M. Jean-Marc Pastor a souligné l'intérêt des entretiens menés avec les chercheurs de cette université, ainsi que de la visite d'une porcherie expérimentale de porcs transgéniques. Il a également fait valoir l'intérêt d'un entretien avec les représentants d'un organisme indépendant d'analyse des enjeux agro-alimentaires, le Pew Initiative on Food and Biotechnology, ceux-ci s'efforçant d'aborder le dossier de façon objective et dénuée de parti pris.

Il a insisté sur le fait que les producteurs de l'Illinois semblaient disposer à accepter étiquetage et traçabilité, dès lors que le surcoût de ces mesures serait intégré au prix du produit. Il a fait valoir la simplicité de la solution américaine en matière de responsabilité, celle-ci reposant sur le semencier dans le cadre de la responsabilité de droit commun.

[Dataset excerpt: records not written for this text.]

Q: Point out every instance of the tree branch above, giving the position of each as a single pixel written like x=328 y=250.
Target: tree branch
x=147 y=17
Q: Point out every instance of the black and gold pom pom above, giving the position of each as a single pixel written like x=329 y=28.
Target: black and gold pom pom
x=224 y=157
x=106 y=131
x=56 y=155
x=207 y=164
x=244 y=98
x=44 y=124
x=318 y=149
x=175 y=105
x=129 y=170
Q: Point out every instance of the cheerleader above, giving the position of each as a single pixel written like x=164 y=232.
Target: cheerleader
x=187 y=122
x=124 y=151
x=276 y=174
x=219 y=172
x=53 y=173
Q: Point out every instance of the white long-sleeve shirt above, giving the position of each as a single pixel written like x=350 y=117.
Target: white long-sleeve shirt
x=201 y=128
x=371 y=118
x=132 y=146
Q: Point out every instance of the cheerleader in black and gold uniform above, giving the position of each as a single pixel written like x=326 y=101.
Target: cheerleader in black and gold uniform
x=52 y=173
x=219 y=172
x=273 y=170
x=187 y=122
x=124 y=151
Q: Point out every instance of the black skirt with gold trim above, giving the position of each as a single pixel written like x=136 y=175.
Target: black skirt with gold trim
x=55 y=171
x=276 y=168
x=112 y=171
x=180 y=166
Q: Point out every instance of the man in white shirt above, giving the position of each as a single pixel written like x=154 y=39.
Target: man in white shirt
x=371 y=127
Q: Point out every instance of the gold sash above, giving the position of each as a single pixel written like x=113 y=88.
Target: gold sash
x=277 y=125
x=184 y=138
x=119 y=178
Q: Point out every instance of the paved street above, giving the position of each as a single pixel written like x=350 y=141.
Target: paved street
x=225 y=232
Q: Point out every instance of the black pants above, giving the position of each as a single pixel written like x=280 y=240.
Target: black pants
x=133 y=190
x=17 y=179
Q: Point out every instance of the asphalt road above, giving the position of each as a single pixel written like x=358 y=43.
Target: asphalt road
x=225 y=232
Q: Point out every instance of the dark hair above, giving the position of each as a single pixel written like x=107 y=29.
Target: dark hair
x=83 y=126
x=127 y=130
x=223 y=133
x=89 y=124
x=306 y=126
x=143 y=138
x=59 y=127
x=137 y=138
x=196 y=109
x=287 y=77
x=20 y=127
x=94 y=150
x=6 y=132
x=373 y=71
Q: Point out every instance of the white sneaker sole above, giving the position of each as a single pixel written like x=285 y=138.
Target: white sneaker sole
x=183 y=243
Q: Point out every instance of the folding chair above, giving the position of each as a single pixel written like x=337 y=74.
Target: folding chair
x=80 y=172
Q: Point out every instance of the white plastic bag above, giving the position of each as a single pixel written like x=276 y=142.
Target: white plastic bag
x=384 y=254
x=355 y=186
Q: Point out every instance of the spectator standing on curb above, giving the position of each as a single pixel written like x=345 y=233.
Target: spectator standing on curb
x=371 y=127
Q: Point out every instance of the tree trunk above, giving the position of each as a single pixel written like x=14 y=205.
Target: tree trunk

Il a retenu de ce déplacement l'urgence pour la France et l'Europe à continuer la recherche dans ce domaine. Abordant la question de la contamination fortuite, il a fait valoir le cas du maïs-semence, pour lequel un système fonctionnait depuis trente ans en France, ce qui laissait entrevoir la possibilité de dispositifs équivalents pour les OGM. Il a précisé que les cultures OGM américaines s'accompagnaient de zones-tampons de 800 à 1 600 mètres, pour éviter la contamination et l'apparition de résistances.

M. Hilaire Flandre a précisé que la culture sans labour existait aussi en France, M. Jean-Marc Pastor, rapporteur de la mission d'information, ajoutant que le recours à cette technique dépendait largement des caractéristiques des sols.

Bureau de la commission - Nomination d'un vice-président et d'un secrétaire

La commission a enfin procédé à une modification de la composition de son Bureau. Elle a élu, aux fonctions de vice-président, M. Bernard Piras, en remplacement de M. Jean-Marc Pastor, qui avait fait part de sa décision d'en démissionner. Elle a parallèlement élu M. Jean-Marc Pastor aux fonctions de secrétaire du Bureau, en remplacement de M. Bernard Piras.